To determine the effectiveness of the RED scheme, we examined the evolution of the rate constant as a function of molecular time, where at any given time, the estimate is based only on data from all ten independent WE simulations that were generated up to and including that time. The RED scheme yields faster convergence of the rate constant for the N′ → N switching process [Fig. 2(b)], requiring only the first 25% of the WE simulation data to reproduce the rate constant from standard simulations (50 2-µs simulations). This is almost 50% more efficient than the original scheme, which only began to converge after 75% of the simulation data had been collected and underestimated the rate constant by a factor of two (compared with that from standard simulations) due to the slow transient phase.
We determined the extent of simulation required for estimating rate constants by monitoring the position of the maximum in the distribution of event durations. If the position did not shift substantially—meaning that the most probable event duration reached a consistent value—we considered the simulation as being converged for the purpose of estimating rate constants using the RED scheme. Figures 2(b) and 2(c) show that the most probable event duration (as defined from 100% of the data collected) is captured within the initial 25% of a given WE simulation; furthermore, the cumulative probability distribution of event durations is well-resolved and not skewed toward short values, with low probability events occurring consistently throughout the course of the simulation.
We also determined the effectiveness of the RED scheme when applied to standard simulations, i.e., the first 0.5 µs of the 50 2-µs simulations of the calbindin-AFF system switching process. In this case, the RED scheme yielded the expected rate constant, but was no more efficient than the original WE scheme in doing so (Fig. S1, supplementary material). This result is not surprising since the goal of the RED scheme is to correct for rate-constant estimates that are greatly impacted by the initial transient phase, whereas the length of each standard simulation was much longer (by ∼20-fold) than the majority of the event durations and, therefore, not in the transient phase.

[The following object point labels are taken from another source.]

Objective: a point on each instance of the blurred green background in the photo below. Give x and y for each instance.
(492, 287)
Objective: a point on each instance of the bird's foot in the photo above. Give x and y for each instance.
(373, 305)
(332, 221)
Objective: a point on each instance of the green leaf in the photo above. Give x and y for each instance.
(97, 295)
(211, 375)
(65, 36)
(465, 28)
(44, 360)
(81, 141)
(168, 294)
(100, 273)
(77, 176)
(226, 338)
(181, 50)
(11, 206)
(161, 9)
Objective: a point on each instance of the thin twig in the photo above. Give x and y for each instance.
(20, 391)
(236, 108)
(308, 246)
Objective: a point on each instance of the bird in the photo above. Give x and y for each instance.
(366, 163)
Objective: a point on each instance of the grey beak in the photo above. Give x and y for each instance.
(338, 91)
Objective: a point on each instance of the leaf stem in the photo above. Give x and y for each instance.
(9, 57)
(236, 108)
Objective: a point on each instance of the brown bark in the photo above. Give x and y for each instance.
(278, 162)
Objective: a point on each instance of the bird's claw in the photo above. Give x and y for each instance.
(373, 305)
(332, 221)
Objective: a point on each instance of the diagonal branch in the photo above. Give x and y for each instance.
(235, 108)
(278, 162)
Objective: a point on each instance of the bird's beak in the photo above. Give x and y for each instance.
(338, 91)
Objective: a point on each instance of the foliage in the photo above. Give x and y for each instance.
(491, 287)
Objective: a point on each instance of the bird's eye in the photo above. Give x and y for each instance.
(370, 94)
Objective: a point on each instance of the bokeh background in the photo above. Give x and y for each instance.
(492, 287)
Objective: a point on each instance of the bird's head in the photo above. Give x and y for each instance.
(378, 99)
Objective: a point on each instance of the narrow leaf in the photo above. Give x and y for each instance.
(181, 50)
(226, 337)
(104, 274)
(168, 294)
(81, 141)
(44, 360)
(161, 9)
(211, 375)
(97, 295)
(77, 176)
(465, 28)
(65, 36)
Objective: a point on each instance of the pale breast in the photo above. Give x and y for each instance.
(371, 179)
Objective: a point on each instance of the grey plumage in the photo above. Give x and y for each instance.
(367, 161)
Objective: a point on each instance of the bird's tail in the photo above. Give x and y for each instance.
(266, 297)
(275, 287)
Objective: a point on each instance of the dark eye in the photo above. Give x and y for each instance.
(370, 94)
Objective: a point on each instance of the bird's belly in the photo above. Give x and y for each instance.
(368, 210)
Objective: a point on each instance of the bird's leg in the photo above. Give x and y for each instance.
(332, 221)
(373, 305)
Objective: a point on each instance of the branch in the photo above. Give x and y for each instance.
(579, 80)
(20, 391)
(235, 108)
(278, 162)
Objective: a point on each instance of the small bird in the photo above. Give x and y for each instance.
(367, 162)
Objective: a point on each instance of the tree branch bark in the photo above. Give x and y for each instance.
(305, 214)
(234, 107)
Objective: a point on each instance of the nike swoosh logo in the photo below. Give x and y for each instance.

B. Application to atomic-level simulations of Na+/Cl− association
Na+/Cl− association in explicit solvent [Fig. 3(a)] occurs on the ns time scale, which is orders of magnitude faster than the calbindin-AFF switching process and the complex processes that follow. Given the fast event durations of the ion–pair association, it is not expected that the RED scheme would provide much benefit over standard WE rate constant estimation. We found that this was, indeed, the case, as the system does not exhibit a “ramp-up time” [Fig. 3(b)], and the most probable event duration is sufficiently sampled with less than 25% of the data collected [Fig. 3(c)].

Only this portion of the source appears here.